Clinical	11.2	5.8	9.1	4.8	p = 0.032
Score
Ultrasound	2.99	0.6	2.96	0.72	NS
thickness
Erythema	34.5	7.9	33.1	7.7	NS
measurement

These results show that penetration of sirolimus from a formulation described above does occur. It is thought that increased adsorption would occur through the scalp to effectively treat scalp psoriasis.

Claims

1-23. (canceled)

24. A topical formulation for the treatment of a dermatological condition comprising a permeation modulator and azithromycin or FK 506, which are present in relative amounts such that when a therapeutic amount is applied to the skin a minimal systemic effect is produced.

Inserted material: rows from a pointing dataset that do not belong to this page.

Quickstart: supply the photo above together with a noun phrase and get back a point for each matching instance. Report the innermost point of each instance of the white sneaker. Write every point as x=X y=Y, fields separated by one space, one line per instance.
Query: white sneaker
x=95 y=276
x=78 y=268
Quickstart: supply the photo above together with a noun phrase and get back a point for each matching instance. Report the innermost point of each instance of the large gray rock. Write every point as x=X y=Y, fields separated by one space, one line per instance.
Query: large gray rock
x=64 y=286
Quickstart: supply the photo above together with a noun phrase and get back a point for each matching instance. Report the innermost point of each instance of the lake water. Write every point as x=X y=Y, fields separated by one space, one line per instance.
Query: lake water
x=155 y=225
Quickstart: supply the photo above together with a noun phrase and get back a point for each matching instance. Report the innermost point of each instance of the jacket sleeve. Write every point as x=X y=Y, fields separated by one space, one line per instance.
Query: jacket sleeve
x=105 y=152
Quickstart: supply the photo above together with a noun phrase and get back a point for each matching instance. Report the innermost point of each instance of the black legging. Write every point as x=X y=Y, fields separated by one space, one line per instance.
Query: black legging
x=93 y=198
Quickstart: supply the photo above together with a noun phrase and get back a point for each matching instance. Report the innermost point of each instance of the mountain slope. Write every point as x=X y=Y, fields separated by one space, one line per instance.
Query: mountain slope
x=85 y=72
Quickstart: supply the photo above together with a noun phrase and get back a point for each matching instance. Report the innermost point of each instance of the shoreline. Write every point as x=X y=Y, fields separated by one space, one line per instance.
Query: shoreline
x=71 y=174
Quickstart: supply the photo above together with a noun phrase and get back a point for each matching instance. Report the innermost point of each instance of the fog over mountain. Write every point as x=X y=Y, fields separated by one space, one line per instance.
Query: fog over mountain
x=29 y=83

25. The formulation of claim 24, comprising 1 to 60% by weight of the permeation modulator and up to 10% by weight of azithromycin or FK 506.

26. The formulation of claim 24, wherein the permeation modulator is an alkanoic acid or alkenic acid.

27. The formulation of claim 26, wherein the alkanoic acid or alkenic acid is capric acid, octanoic acid or oleic acid.

28. The formulation of claim 24, wherein the dermatological condition is psoriasis, alopecia, eczema dermatitis, lichen planus, lupus erthematosus, pyderma gangrenosum, vitiligo, graft versus host disease, pustular skin infections, bacterial skin infections or acne vulgaris.

29. The formulation of claim 24, wherein the dermatological condition is eczema dermatitis and the concentration of azithromycin or FK 506 is 0.05% to 2% by weight.

30. The formulation of claim 24, further comprising a thickening agent.

31. The formulation of claim 30, wherein the thickening agent is white soft paraffin, cetostearyl alcohol, yellow soft paraffin, cetyl alcohol, steryl alcohol, divalent carboxylic acid soaps or carnauber wax.

32. A method for the treatment of a dermatological condition comprising administering an effective amount of the topical formulation of claim 24.